Teólogo, escritor e militante que participa do 1º Fórum Mundial de Teologia e Libertação, entre os dias 21 e 25, em Porto Alegre, Leonardo Boff analisa o governo do presidente Lula e o Fórum Social Mundial. E alerta: “Ou mudamos de prática ou vamos conhecer o destino dos dinossauros”. O catarinense nascido em Concórdia tornou-se um dos teólogos mais conhecidos do fim do século 20 ao enfrentar uma queda-de-braço com a cúpula da Igreja Católica em defesa dos princípios da Teologia da Libertação. Fiel ao que acreditava, recebeu dois castigos de “silêncio obsequioso” pelas autoridades do Vaticano.

Em 1993, ele renunciou às suas funções como padre franciscano para manter seu pensamento engajado e ativo na luta pelos pobres e pela sobrevivência do planeta cada vez mais ameaçado pelos desequilíbrios ambientais, econômicos e éticos. Doutor em Teologia e Filosofia pela Universidade de Munique, Boff é militante engajado do Movimento dos Trabalhadores Rurais Sem Terra (MST) e de várias outros movimentos sociais.

Autor de mais de 60 livros, Boff estará em Porto Alegre participando da quinta edição do Fórum Social Mundial. Em entrevista, Boff fala sobre a situação atual da Teologia da Libertação, seus conflitos com o Vaticano, avalia os rumos do governo Lula e lança um desafio para os participantes do Fórum Social Mundial: “Até agora foi o tempo da semeadura. (…) Mas está chegando o tempo da colheita”.

– Qual o papel da Teologia da Libertação na proposta de construção de outro mundo, tal como é preconizada pelos participantes do Fórum Social Mundial? Como a teologia pode contribuir para a construção de alternativas ao atual modelo político-econômico hegemônico no mundo?

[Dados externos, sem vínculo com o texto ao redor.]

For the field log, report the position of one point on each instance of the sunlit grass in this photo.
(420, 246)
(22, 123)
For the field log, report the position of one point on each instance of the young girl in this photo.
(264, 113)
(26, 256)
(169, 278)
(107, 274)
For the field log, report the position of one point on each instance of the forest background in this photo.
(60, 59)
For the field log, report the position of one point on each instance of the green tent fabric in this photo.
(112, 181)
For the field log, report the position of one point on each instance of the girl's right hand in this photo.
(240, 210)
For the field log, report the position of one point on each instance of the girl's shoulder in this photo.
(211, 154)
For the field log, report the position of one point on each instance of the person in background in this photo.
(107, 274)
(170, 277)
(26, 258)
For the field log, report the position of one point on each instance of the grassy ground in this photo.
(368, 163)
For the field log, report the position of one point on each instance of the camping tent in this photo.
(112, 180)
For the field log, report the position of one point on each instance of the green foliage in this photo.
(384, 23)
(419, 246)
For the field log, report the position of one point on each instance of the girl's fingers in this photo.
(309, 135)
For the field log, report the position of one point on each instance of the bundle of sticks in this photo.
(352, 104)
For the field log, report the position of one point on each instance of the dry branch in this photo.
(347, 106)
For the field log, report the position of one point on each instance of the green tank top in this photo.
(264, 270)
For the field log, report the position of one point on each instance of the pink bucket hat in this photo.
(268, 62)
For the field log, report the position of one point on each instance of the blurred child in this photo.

– A Teologia da Libertação já nasceu mundializada. Ela colocou no centro de suas reflexões os pobres do mundo, nos vários rostos com que eles se apresentam: os pobres econômicos, os negros, os indígenas, as mulheres, as minorias discriminadas. Por isso, a partir da América Latina, onde surgiu no fim dos anos 60 do século pas sado, ela se difundiu na África, Índia, Coréia, Paquistão e em grupos significativos da Europa e dos Estados Unidos. Isso chamou atenção do Vaticano, que começou a elaborar estratégias de contenção e até de condenação, como em 1984. Éramos muito articulados e de vez em quando organizávamos encontros internacionais de grande monta. Roma conseguiu nos isolar e impedir tais encontros. Só agora, no âmbito do Fórum Social Mundial, fora do controle eclesiástico, pudemos nos reencontrar. Desde o início se tratava de entender que a forma de organização social globalizada pela ordem capitalista e por seu grande instrumento que é o mercado representa a opressão maior que pesa sobre os pobres. Ela deve ser superada mundialmente a partir dos pobres mesmos, feitos sujeitos de sua história quando conscientizados e organizados. A Teologia da Libertação não se entende como palavra primeira, senão como palavra segunda. Primeiro vem a prática dos grupos e dos movimentos de toda ordem, inclusive armados e engajados em processos revolucionários, como na Nicarágua e em El Salvador. A partir desta experiência religiosa e política se fez uma reflexão sistemática que se chamou Teologia da Libertação. A contribuição maior que ela deu e pode dar é fazer com que o cristianismo, presente na cultura e nas bases, deixe de ser fator de legitimação da presente ordem para se transformar em motor de mobilização para a mudança. O cristianismo foi cooptado pelas elites do poder, que o fizeram conservador e até reacionário, quando no seu ideário e na prática de seu fundador, Jesus de Nazaré, sempre foi revolucionário.

– Como está a relação hoje da Teologia da Libertação com o Vaticano e com a linha oficial da Igreja Católica? As tensões e divergências foram superadas ou equacionadas?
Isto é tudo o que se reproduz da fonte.